Setara Institute: Ledakan di SMAN 72 Jakarta Diduga Terhubung Ideologi Ekstremisme Global

Setara Institute: Ledakan di SMAN 72 Jakarta Diduga Terhubung Ideologi Ekstremisme Global

Jakarta – Setara Institute menilai tragedi ledakan di SMAN 72 Jakarta bukan sekadar tindak kriminal biasa, melainkan memiliki keterkaitan dengan ideologi ekstremisme global. Indikasi ini terlihat dari sejumlah temuan di lokasi kejadian yang menunjukkan adanya inspirasi dari aksi-aksi teror di luar negeri.

“Temuan itu menjadi penegas bahwa peristiwa ini tidak berdiri sendiri, namun patut diduga mengarah pada aksi terorisme,” ujar Direktur Eksekutif Setara Institute, Halili Hasan, dalam keterangan tertulis, Minggu (9/11/2025).

Ledakan terjadi dua kali di lingkungan SMA Negeri 72, Jalan Prihatin Nomor 87, Kelapa Gading Barat, Jakarta Utara — masing-masing di area masjid sekolah dan di bagian belakang gedung. Peristiwa itu melukai puluhan orang dan memunculkan dugaan adanya bom rakitan yang dibawa oleh salah satu siswa.
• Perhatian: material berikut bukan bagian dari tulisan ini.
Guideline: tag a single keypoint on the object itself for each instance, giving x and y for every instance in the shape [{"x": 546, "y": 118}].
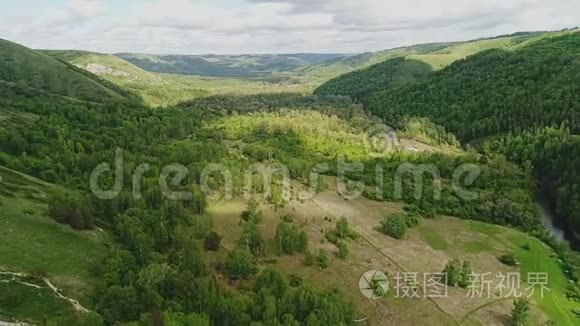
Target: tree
[
  {"x": 520, "y": 312},
  {"x": 241, "y": 264},
  {"x": 212, "y": 242},
  {"x": 290, "y": 240},
  {"x": 72, "y": 210},
  {"x": 272, "y": 280},
  {"x": 342, "y": 250}
]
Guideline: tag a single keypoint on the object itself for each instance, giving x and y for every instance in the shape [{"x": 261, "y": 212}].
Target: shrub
[
  {"x": 342, "y": 250},
  {"x": 509, "y": 259},
  {"x": 212, "y": 241},
  {"x": 322, "y": 259}
]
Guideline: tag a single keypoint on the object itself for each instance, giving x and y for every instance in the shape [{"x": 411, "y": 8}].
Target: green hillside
[
  {"x": 508, "y": 93},
  {"x": 154, "y": 89},
  {"x": 29, "y": 68}
]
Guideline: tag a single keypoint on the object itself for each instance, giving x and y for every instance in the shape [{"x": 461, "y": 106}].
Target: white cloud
[
  {"x": 236, "y": 26},
  {"x": 87, "y": 8}
]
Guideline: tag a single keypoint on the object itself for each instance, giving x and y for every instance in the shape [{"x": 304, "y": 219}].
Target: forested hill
[
  {"x": 363, "y": 80},
  {"x": 31, "y": 69},
  {"x": 510, "y": 97},
  {"x": 390, "y": 74}
]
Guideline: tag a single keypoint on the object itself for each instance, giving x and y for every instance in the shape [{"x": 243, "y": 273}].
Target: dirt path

Polisi menemukan sejumlah barang bukti di lokasi, termasuk senjata mainan yang di permukaannya terdapat tulisan nama-nama pelaku penembakan masjid di luar negeri, seperti Brenton Tarrant, Alexandre Bissonnette, dan Luca Traini. Ketiganya diketahui sebagai pelaku serangan terhadap jamaah masjid dan imigran di berbagai negara dengan motif supremasi kulit putih dan ideologi neofasis.

Selain itu, pada senjata mainan tersebut juga tertulis kalimat “Welcome to Hell” dan “For Agartha”, yang diduga mengandung simbolisme tertentu yang kerap digunakan dalam komunitas daring ekstremis.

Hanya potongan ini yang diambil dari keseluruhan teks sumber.